At this, Jesus asked her to bring her husband. Turns out, she was not currently married, had been married five times and was now living with another man. This was a shock for her to hear. There was no way he could have known that about her. “Sir, I can see that you are a prophet.”
A discussion of where people should worship followed and Jesus told her the time was coming when neither the temple in Jerusalem nor the mountain in Samaria would be the place to worship. “Salvation is from the Jews.” Yet the time had come when all that would change and worship would now occur “in Spirit and truth.” All this would happen because “God is Spirit and those who worship him must worship in Spirit and truth.”
The narration continues for a while, with the return of the disciples and the return of people from the village to meet Jesus, based on the testimony of the woman of Samaria. He stayed there in the town for several days and many came to believe in him. (Jn 4:5-42)
We must choose – Rage or Gentleness?
So, what does this all have to do with water? How does water in its gentle or wilder forms fit into the picture?
As humans, we all too often think that only a strong, forceful response to opposition, oppression, or wrong-doing will bring about a change of heart in the one who acts that way. We believe that war or other forms of aggression are justified as a way to make others behave the way we see as correct and just. We see the cost in innocent lives as something that can’t be avoided. And yet, when the ocean waves crashing on the shore cause the cliff to collapse, it doesn’t get restored. It simply washes away. There is no possibility of change or “redemption” that keep the destruction from being permanent. The cliff is diminished, and with enough storms, it will eventually be gone completely.

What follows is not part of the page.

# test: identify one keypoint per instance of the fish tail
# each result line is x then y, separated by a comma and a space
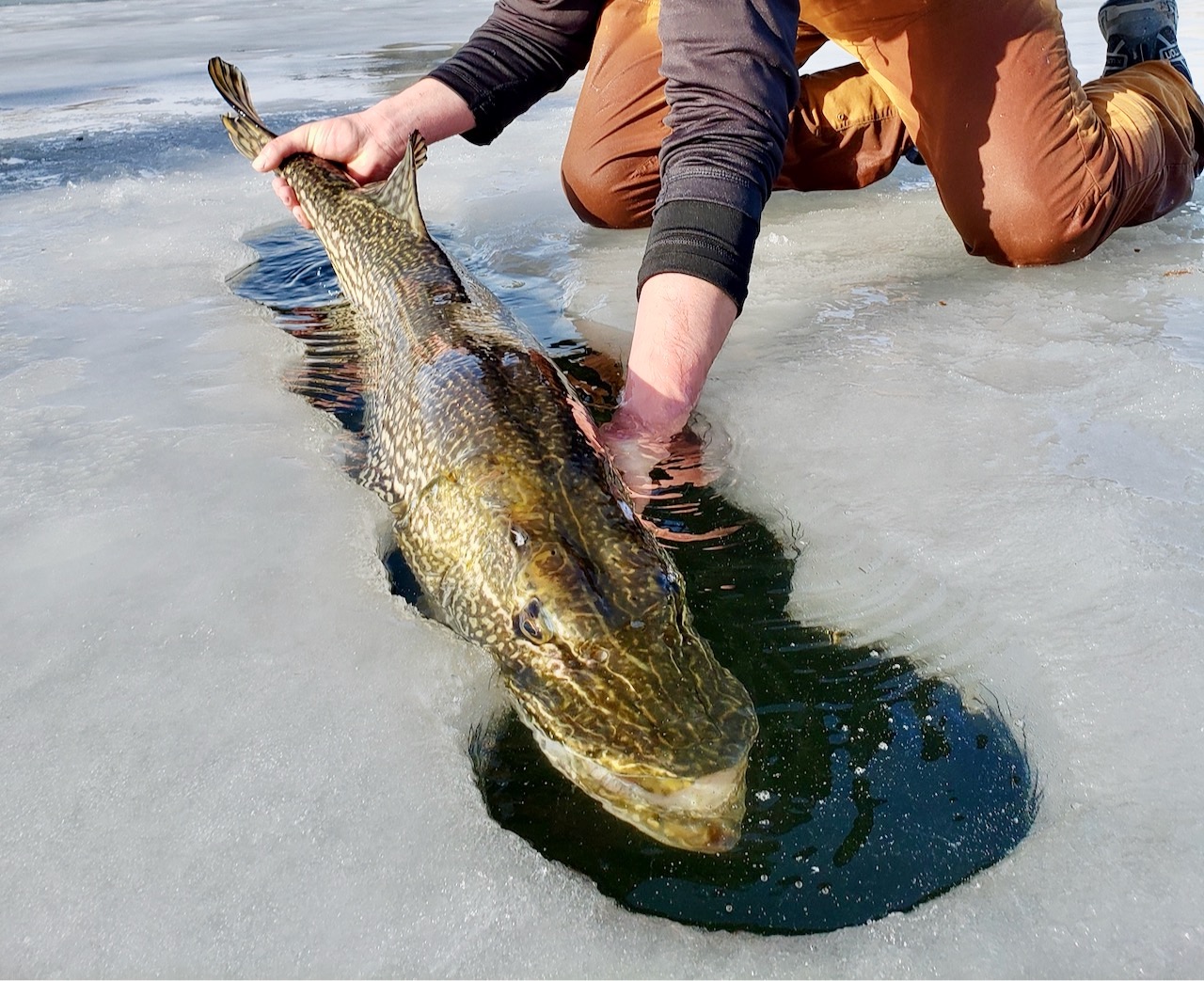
246, 129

The Lord does not call us to use violence or anger in addressing injustice or oppression. Those only create more anger and a desire for vengeance. The cycle becomes unending – like a feud between two families that continues generation after generation. There can be no end until someone decides to forgive and find a way to work together.

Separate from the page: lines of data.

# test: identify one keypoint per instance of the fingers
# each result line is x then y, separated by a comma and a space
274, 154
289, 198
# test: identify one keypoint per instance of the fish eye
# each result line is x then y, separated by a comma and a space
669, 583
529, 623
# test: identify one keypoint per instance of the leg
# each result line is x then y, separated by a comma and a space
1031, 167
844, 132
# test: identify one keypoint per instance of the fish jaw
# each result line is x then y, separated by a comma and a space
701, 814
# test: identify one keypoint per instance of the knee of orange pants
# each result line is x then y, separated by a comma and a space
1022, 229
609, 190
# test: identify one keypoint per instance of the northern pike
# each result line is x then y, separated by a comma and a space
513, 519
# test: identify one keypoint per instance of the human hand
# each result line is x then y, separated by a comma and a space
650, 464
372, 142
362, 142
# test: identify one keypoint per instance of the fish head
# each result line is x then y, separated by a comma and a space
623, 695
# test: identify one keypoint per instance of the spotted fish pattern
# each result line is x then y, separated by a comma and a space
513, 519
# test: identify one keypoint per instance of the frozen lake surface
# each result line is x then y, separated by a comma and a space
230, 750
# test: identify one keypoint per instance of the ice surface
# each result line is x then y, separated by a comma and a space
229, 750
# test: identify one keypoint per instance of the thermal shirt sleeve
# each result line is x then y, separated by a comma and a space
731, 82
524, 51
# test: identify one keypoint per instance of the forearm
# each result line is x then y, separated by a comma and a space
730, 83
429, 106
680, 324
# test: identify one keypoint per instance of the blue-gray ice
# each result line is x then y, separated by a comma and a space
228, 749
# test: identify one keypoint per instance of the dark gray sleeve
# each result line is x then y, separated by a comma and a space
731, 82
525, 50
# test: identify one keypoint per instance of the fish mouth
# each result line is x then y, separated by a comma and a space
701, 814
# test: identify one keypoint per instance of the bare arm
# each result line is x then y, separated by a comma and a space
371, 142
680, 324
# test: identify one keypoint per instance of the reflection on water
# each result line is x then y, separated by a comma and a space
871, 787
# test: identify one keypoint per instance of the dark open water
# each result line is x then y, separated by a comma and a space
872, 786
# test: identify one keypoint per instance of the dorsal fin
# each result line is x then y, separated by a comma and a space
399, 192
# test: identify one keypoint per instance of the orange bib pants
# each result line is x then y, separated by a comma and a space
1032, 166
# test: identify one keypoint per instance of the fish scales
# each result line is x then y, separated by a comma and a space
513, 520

That is our call as followers of Jesus. We are to be the peacemakers who work to find common ground. We are to work together to find and demonstrate the reality that the Good is not limited. There can be enough of existing resources to go around. No one needs to be left out. It’s just that no one can or should have an excess of those resources either.
It’s absolutely the case that some political systems, some governments, some organizations, are not committed to working towards the common good of their people, to say nothing of all humanity. It’s very easy to want to keep a lavish lifestyle or power over others. All too often that can be phrased in religious language or the language of tradition – “that’s just the way it is!” But violence does not bring about positive change any more than the crashing of the waves against it makes the cliff stronger.

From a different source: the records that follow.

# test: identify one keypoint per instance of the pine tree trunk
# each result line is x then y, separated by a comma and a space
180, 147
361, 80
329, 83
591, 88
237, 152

The quiet water of love, reconciliation, respectful communication, good-will in conversation, and solution-seeking is what the Lord offers as a spring that wells up inside us and leads to peace among all humans. Bombs will never change hearts. Drone operators can hit where other weapons cannot reach. Security will never come from violence. Those things only provoke anger and a desire for revenge.
Jesus didn’t come with armies. He came with a promise of living water and its power to change our lives, our traditions, our stories and histories. We haven’t always been good at following his lead. But we are called again and again to remember that Jesus didn’t come with armies to force change. He came and offered himself and his life to reopen our relationship with the Father. The Son through whom God proved his love for us, though we were still sinners who kept trying to do it our own way and failing miserably, proved his love with his life, death, and resurrection. (Rom 5:1-2, 5-8)
We are called to the same on this day as we remember both the water at Meribah and Massah and the living water offered to a Samaritan woman at Jacob’s well.